Ella permanecía constantemente sentada y cosía las camisas sin atender a ninguna otra cosa. La segunda vez que tuvo un niño, la malvada suegra empleó el mismo engaño, pero el rey no pudo decidirse a prestar crédito a sus habladurías. Él dijo:
—Es demasiado buena y piadosa para hacer tal cosa, y si no fuera muda y pudiera defenderse, su inocencia saldría a la luz.
Pero la tercera vez que la vieja le arrebató el niño recién nacido y acusó a la reina, que no dijo la más mínima palabra en su defensa, el rey no pudo hacer más que entregarla a un tribunal, y este la condenó a morir quemada.
Cuando llegó el día en que tenía que ser llevada a cabo la sentencia, había pasado precisamente el último de los seis años en los cuales no le había estado permitido ni hablar ni sonreír. Y había conseguido liberar a sus queridos hermanos del poder del encantamiento. Las seis camisas estaban terminadas: solamente le faltaba a la última el brazo izquierdo.

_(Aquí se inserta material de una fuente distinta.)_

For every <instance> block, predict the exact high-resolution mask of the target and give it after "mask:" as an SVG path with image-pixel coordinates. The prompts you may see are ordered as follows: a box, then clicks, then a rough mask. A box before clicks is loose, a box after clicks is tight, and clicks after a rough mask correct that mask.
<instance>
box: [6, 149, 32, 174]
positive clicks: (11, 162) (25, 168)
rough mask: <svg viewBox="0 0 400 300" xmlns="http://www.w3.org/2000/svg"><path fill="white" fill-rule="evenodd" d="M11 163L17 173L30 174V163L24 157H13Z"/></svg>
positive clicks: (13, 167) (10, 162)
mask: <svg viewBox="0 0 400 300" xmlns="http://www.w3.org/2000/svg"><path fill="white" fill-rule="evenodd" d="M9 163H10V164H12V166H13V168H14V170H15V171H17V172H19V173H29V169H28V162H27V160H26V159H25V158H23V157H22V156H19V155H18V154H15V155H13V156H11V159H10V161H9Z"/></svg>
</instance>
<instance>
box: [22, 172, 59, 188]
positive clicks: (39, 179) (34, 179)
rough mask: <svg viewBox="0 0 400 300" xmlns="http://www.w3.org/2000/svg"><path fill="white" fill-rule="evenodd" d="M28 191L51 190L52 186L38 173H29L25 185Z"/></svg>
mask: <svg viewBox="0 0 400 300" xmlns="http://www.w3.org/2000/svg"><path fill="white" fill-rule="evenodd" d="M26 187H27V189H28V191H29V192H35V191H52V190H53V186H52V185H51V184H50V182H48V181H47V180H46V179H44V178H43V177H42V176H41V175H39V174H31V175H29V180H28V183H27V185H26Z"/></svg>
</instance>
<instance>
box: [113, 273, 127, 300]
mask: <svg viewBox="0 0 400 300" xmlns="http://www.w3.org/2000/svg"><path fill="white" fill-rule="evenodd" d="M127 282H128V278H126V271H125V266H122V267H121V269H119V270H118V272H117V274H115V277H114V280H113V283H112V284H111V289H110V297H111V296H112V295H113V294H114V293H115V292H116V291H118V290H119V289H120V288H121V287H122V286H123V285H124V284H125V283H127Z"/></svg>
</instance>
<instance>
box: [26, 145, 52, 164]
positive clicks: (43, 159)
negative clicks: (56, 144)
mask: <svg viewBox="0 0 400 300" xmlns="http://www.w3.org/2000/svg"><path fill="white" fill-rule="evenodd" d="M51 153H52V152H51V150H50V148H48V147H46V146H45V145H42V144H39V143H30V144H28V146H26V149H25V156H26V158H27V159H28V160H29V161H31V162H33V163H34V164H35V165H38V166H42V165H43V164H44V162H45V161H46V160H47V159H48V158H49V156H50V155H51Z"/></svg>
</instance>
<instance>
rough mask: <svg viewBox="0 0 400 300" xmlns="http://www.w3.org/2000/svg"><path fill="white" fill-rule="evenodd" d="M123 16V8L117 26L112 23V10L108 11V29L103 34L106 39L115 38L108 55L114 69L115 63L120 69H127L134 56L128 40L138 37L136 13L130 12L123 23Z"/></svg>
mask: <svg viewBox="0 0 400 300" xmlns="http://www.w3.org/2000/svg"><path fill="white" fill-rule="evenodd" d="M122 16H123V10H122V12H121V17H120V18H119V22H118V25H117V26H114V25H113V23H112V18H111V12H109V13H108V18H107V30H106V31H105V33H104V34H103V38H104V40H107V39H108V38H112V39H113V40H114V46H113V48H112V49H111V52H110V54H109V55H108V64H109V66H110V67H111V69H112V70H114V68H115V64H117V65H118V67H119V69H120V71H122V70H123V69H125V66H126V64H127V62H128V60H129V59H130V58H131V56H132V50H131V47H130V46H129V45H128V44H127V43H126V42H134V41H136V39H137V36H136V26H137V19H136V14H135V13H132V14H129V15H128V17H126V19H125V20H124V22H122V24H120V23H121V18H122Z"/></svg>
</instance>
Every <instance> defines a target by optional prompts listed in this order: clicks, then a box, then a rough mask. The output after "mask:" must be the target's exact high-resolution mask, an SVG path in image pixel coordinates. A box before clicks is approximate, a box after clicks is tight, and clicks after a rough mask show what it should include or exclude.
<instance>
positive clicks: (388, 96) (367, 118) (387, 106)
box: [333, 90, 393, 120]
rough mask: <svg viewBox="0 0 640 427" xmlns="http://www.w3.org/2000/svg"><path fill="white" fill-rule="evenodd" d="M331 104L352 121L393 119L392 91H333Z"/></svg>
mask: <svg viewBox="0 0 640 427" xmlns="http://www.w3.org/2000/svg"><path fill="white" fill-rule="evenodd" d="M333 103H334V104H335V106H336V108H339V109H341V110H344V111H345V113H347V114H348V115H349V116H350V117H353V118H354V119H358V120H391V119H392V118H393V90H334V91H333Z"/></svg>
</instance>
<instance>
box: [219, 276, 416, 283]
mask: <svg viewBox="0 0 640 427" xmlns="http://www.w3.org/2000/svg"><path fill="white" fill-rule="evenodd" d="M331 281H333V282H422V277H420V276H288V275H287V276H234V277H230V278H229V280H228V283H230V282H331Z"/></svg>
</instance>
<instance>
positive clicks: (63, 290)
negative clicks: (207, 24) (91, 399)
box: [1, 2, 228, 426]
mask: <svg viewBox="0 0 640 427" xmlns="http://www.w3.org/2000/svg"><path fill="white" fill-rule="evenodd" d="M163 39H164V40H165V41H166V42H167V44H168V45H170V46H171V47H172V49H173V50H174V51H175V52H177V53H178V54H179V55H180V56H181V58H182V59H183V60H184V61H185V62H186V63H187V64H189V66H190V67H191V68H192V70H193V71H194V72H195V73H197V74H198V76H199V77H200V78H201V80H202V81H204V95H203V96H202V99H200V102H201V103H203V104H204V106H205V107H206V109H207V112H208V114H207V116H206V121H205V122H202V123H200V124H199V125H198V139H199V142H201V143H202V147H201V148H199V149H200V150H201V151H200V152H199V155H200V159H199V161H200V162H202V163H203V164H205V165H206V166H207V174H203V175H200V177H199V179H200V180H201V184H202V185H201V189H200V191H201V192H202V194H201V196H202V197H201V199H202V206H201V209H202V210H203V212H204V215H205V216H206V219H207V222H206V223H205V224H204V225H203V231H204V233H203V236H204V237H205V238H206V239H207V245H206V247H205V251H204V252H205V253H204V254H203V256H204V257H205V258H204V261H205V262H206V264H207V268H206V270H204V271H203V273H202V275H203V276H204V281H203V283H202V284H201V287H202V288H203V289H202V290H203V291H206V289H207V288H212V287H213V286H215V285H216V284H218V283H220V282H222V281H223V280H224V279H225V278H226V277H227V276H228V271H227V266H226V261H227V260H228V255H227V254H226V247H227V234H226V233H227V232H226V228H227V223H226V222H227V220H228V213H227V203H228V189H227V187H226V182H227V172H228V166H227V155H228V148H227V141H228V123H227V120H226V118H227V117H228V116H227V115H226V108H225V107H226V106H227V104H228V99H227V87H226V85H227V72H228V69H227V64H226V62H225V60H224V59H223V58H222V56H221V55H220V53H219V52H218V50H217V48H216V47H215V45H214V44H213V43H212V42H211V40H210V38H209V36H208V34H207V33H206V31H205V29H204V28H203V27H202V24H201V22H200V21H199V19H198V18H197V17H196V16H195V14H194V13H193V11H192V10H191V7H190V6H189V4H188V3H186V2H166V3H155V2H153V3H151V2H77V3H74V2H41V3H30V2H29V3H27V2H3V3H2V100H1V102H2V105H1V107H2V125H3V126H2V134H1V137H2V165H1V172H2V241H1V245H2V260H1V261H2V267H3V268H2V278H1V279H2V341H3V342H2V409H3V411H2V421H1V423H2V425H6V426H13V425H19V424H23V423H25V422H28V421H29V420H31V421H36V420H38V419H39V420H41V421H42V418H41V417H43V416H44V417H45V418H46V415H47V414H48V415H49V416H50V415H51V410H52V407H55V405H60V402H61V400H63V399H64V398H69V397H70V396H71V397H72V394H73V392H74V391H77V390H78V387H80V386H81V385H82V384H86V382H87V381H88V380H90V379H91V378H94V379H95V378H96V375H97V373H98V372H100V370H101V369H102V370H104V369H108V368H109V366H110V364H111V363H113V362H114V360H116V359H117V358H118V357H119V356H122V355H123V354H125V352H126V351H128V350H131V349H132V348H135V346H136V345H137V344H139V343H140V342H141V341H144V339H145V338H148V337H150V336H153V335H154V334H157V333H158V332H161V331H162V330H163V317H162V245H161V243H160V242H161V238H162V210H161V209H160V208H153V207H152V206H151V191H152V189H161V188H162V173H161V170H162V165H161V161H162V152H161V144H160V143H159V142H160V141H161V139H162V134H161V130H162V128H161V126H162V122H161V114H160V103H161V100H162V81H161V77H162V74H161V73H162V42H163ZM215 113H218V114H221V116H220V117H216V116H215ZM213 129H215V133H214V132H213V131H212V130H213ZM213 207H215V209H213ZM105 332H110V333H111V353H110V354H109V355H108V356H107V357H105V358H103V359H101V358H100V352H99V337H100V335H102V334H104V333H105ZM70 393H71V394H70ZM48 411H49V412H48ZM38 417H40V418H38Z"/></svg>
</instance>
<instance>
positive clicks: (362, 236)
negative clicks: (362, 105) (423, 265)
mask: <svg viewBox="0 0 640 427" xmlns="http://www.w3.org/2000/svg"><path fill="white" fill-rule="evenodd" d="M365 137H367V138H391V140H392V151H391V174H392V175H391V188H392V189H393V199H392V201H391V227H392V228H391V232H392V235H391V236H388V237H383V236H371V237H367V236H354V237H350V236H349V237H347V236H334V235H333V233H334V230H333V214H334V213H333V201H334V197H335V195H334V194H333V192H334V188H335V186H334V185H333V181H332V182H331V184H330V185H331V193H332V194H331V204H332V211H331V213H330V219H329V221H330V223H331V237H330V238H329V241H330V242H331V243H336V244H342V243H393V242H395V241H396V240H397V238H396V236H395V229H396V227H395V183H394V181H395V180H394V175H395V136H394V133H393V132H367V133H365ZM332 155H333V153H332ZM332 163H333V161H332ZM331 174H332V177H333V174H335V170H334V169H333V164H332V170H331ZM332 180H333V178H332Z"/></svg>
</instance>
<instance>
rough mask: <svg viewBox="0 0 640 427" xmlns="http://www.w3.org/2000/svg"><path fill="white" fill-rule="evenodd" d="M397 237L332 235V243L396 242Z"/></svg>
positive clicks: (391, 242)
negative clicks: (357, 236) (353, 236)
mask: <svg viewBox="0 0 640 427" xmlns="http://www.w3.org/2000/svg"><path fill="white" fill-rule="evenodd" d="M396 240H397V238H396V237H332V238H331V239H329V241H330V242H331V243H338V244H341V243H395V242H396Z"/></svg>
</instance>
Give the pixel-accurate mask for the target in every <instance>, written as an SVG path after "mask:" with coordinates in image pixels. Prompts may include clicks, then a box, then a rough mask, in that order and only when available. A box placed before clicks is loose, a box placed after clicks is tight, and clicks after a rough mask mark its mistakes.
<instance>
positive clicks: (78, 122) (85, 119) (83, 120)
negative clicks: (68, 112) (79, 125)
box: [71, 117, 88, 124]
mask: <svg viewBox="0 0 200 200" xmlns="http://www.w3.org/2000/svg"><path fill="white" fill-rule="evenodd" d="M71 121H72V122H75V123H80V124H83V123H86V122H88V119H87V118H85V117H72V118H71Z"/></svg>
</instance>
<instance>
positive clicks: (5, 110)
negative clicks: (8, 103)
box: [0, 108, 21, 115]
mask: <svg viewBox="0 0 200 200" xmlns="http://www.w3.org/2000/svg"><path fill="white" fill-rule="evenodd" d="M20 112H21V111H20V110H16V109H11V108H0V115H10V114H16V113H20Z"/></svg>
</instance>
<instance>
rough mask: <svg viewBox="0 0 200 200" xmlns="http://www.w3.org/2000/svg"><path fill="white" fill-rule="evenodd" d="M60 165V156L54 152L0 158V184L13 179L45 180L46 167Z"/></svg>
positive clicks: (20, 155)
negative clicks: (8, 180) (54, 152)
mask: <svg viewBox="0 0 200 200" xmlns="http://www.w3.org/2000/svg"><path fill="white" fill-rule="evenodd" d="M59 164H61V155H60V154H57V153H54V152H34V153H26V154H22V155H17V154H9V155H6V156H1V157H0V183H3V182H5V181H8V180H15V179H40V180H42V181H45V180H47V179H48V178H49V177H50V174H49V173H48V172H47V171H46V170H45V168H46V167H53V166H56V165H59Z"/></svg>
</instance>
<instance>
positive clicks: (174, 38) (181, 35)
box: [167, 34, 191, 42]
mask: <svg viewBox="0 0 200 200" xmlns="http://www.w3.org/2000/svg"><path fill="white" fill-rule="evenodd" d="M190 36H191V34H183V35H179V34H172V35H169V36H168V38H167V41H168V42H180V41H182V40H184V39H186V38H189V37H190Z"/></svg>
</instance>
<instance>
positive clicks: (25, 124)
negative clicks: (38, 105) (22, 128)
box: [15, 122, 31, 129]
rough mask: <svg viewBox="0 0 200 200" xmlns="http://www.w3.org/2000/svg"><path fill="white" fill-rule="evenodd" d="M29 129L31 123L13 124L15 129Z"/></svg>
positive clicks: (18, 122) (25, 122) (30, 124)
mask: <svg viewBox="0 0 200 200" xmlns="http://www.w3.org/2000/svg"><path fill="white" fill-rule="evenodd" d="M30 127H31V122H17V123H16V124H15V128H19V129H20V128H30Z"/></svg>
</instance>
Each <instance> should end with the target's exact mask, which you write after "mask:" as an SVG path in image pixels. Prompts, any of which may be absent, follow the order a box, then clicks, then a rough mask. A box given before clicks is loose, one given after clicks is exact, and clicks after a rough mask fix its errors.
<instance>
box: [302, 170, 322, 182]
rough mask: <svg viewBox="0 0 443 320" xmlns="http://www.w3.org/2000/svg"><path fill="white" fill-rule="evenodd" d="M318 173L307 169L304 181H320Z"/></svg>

Cuando la llevaban a la pira, puso las camisas sobre sus brazos y, cuando ya estaba arriba y el fuego iba a empezar a arder, miró a su alrededor y en ese momento llegaron los seis cisnes volando. Entonces vio que su liberación se acercaba y su corazón dio saltos de alegría.
Los cisnes revolotearon alrededor de ella y descendieron a la altura necesaria para que ella les pudiera echar las camisas por encima, y cuando los rozaron, se les cayó el plumaje de cisnes y sus hermanos aparecieron con su apariencia humana. Solamente al más pequeño le faltaba el brazo izquierdo y en su lugar tenía un ala de cisne en la espalda.
Se abrazaron y se besaron, y la reina fue hacia el rey, que estaba totalmente confuso y, comenzando a hablar, le dijo:
—Querido esposo, ahora me está permitido hablar y revelarte que soy inocente y se me ha acusado en falso.
Y le contó el engaño de la vieja, que le había arrebatado y escondido a sus tres hijos pequeños. Para gran alegría del rey fueron traídos los pequeños. La mala suegra fue atada, en castigo, a la pira y convertida en cenizas.
El rey y la reina junto con sus hermanos vivieron muchos años en paz y felicidad.